Some of the hesitation that journalists might
have had about using the more sordid reports from the evacuation
centers probably fell away when New Orleans' top officials seemed to
confirm the accounts.
Nagin and Police Chief Eddie Compass appeared on "Oprah" a few days
after trouble at the Superdome had peaked.
Compass told of "the little babies getting raped" at the Superdome. And
Nagin made his claim about hooligans raping and killing.
State
officials this week said their counts of the dead at the city's two
largest evacuation points fell far short of early rumors and news
reports. Ten bodies were recovered from the Superdome and four from the
Convention Center, said Bob Johannessen, spokesman for the Louisiana
Department of Health and Hospitals.
(National Guard officials
put the body count at the Superdome at six, saying the other four
bodies came from the area around the stadium.)
Of the 841
recorded hurricane-related deaths in Louisiana, four are identified as
gunshot victims, Johannessen said. One victim was found in the
Superdome but was believed to have been brought there, and one was
found at the Convention Center, he added.
Relief workers said
that while the media hyped criminal activity, plenty of real suffering
did occur at the Katrina relief centers.
"The hurricane had
just passed, you had massive trauma to the city," said Lt. Col. Pete
Schneider of the Louisiana National Guard.
"No air
conditioning, no sewage … it was not a nice place to be. All
those
people just in there, they were frustrated, they were hot. Out of all
that chaos, all of these rumors start flying."
Louisiana
National Guard Col. Thomas Beron, who headed security at the Superdome,
said that for every complaint, "49 other people said, 'Thank you, God
bless you.' "
The media inaccuracies had consequences in the disaster zone.

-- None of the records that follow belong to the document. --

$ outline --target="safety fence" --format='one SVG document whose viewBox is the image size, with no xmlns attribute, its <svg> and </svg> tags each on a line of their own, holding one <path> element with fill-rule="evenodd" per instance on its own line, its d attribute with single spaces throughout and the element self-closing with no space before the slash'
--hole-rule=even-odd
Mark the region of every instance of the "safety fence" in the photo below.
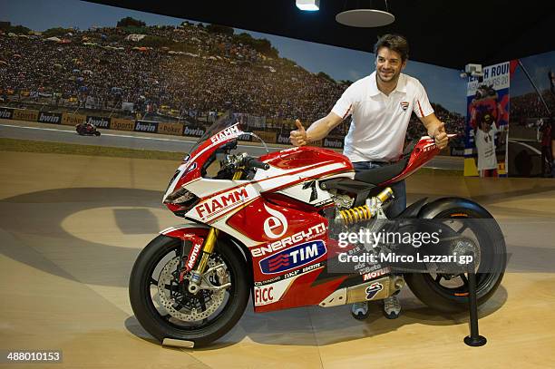
<svg viewBox="0 0 555 369">
<path fill-rule="evenodd" d="M 99 129 L 127 131 L 145 133 L 170 134 L 174 136 L 201 137 L 206 129 L 206 125 L 192 125 L 190 123 L 173 123 L 161 122 L 145 120 L 131 120 L 123 118 L 112 118 L 96 115 L 85 115 L 71 112 L 40 112 L 32 109 L 17 109 L 0 107 L 0 118 L 15 121 L 36 121 L 48 124 L 76 125 L 89 122 L 94 124 Z M 247 124 L 249 127 L 250 124 Z M 256 128 L 256 127 L 253 127 Z M 245 128 L 243 128 L 245 130 Z M 278 127 L 272 124 L 265 128 L 250 129 L 250 131 L 260 137 L 267 143 L 289 144 L 289 125 L 284 130 L 283 126 Z M 253 139 L 250 135 L 239 137 L 240 141 L 250 141 Z M 321 146 L 330 149 L 343 149 L 343 137 L 328 136 L 323 141 L 313 142 L 314 146 Z"/>
</svg>

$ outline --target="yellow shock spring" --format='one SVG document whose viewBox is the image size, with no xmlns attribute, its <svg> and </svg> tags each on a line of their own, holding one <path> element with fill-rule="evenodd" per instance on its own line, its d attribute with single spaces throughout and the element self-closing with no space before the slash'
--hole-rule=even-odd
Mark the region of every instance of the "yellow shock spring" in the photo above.
<svg viewBox="0 0 555 369">
<path fill-rule="evenodd" d="M 347 209 L 346 210 L 339 210 L 339 214 L 346 225 L 354 224 L 361 220 L 366 220 L 372 218 L 372 211 L 367 205 Z"/>
</svg>

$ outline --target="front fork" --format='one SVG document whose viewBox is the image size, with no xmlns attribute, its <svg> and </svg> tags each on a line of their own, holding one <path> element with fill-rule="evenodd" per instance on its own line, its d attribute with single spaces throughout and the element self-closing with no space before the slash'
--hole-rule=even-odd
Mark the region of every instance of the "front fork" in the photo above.
<svg viewBox="0 0 555 369">
<path fill-rule="evenodd" d="M 238 180 L 241 179 L 243 174 L 242 168 L 238 169 L 238 170 L 233 173 L 233 180 Z M 200 289 L 200 282 L 202 280 L 202 275 L 206 270 L 206 266 L 208 265 L 209 258 L 210 255 L 214 251 L 214 248 L 216 247 L 216 240 L 218 239 L 218 235 L 219 234 L 219 229 L 210 227 L 209 230 L 209 234 L 202 244 L 201 251 L 202 257 L 200 257 L 200 262 L 196 269 L 190 271 L 190 283 L 189 284 L 189 292 L 196 293 Z"/>
</svg>

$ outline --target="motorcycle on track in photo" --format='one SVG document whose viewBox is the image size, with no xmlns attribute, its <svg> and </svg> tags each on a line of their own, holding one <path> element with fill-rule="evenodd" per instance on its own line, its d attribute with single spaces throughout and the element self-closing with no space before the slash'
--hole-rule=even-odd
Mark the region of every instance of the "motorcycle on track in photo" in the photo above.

Bush, of the National Guard, said that reports of corpses at the
Superdome filtered back to the facility via AM radio, undermining his
struggle to keep morale up and maintain order.
"We had to
convince people this was still the best place to be," Bush said. "What
I saw in the Superdome was just tremendous amounts of people helping
people."
But, Bush said, those stories received scant attention in newspapers or
on television.
Times staff writer Scott Gold contributed to this report.